Дедушка ведрами поглощает свой чай из исландского мха. Бабусенька-полторусенька должна менять ему бинты на ногах, без которых, по словам дедушки, он не может ни жить, ни умереть.
— Лежал бы ты в постели! — уговаривает бабусенька.
— Как же, как же, в постели, тебе, видать, невтерпеж, когда я помру! — бурчит он и жалуется, что она слишком туго затягивает бинты, от этого боль становится сильней. Он призывает меня, чтобы я сменил бинты, у меня-де руки осторожнее. Но дедушка звал меня не столько затем, чтобы я сменил ему обмотки, сколько затем, чтобы поделиться одной тайностью. Он снова заводит речь о детоубийстве. Если говорить по правде, убил детей доктор Крик, но и мои родители в этом деле не без вины. Они сами пригласили доктора Крика. Но все-таки они не совсем взаправдашние убийцы. Дедушка угощает меня мятными пастилками из синей стеклянной баночки, что стоит на комоде. Он еще не все выложил: оказывается, я должен побывать у бабы Майки, она ему поручила, но он забыл передать мне, а когда я у ней побываю, чтоб не забыл и за него словечко замолвить.

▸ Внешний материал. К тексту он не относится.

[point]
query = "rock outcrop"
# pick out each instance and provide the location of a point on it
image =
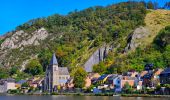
(20, 38)
(99, 55)
(135, 39)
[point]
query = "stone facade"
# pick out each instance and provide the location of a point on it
(55, 76)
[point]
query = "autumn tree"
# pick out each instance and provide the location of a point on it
(79, 77)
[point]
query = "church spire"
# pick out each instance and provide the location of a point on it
(54, 60)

Так я узнаю, что дедушка, хотя и против воли, побывал у бабы Майки.
Дело было под рождество. Дедушка забрал себе в голову на сей раз не принимать участия в общесемейном торжестве за праздничным столом у моих родителей.

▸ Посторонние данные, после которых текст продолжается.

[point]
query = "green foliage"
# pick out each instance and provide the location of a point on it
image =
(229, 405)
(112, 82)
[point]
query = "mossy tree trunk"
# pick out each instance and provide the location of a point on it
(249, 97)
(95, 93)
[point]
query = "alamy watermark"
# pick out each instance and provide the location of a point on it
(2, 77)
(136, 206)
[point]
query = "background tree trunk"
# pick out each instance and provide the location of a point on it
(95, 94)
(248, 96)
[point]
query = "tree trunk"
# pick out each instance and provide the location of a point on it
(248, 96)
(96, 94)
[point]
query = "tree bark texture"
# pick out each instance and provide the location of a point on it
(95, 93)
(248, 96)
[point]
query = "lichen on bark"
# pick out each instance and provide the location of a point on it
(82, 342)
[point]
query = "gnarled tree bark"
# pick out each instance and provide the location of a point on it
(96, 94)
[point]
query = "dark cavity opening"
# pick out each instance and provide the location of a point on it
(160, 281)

— Ну, детям-то какая дела до твоих закладных, — увещевала бабусенька.
В ответ полная глухота на оба уха со стороны дедушки. Для детей он устроит особое рождество в своей комнате. Он пойдет в лес и подыщет елочку поменьше. Лежит снег, мороз щиплет, и дедушкины деревянные башмаки, о которых он до сих пор не давал никому сказать ни одного худого слова, вдруг оказываются ненадежной защитой. Они недостаточно высокие и зачерпывают снег. Дедушка заходит в еловые посадки, в фазаний и кроличий заповедник, который высится среди плоской снежной равнины, словно остров Аморгос среди Эгейского моря. Дедушка ищет подходящее дерево. Большинство слишком вымахало в высоту, другие, напротив, ростом не вышли, уж тогда бы чего проще обрядить вместо елки миртовое деревце, что растет у бабусеньки в горшке. Наконец он находит дерево, которое отвечает образцу, запечатленному у него в голове. Но тем временем снег, набившийся в башмак, делает свое дело. Он не тает, он готов к нападению и впивается холодными зубами в дедушкины пальцы. Старик по этому поводу заводит разговор с собой самим. «Ноги, говоришь, заколели? Быть того не может, Маттес». Он поглядывает на двор бабы Майки в межполевой ложбинке: «Неш меня старая ведьмака заколдовала?» До бабкиного двора не так далеко, как до дому, и дедушка решает зайти к свояченице обогреться.
Майка бранит дедушку за то, что он рассказал мне про детоубийство. Дедушка отвечает, что все это чистая правда, что моим родителям надо бы радоваться новым детям, вот у него так все дети, кроме Ленхен, повымерли.
— Може, так и есть, — соглашается Майка, но дедушка все равно должен меня успокоить. Я слишком мал для такой тяжести.
— Неча было из-за такой юрунды наколдовывать мене холодные ноги, — сердится дедушка. И грозит тетке. Он-де тоже умеет колдовать, вот возьмет да и запалит скирду соломы в ихнем огороде, вернется Паулько Лидола с очередной ярмарки, гля, а коней кормить нечем, то-то достанется Майке на орехи.
Баба Майка выходит из себя, что случается с ней очень редко, и говорит:
— Чтоб тебя грызь скрутила.
Я выполняю дедушкину просьбу, я иду к бабе Майке.
— Ты чувствуй у мене, как дома. А коли бы еще домей, как у вас, то-то бы мене радость.
Это домей и по сей день звучит у меня в ушах. Я прошу у бабы Майки отпуск для деда. Пусть сделает так, чтобы его грызь отпустила.
— Пусть малость погодит, — отвечает Майка, — уж больно он мене рассердил.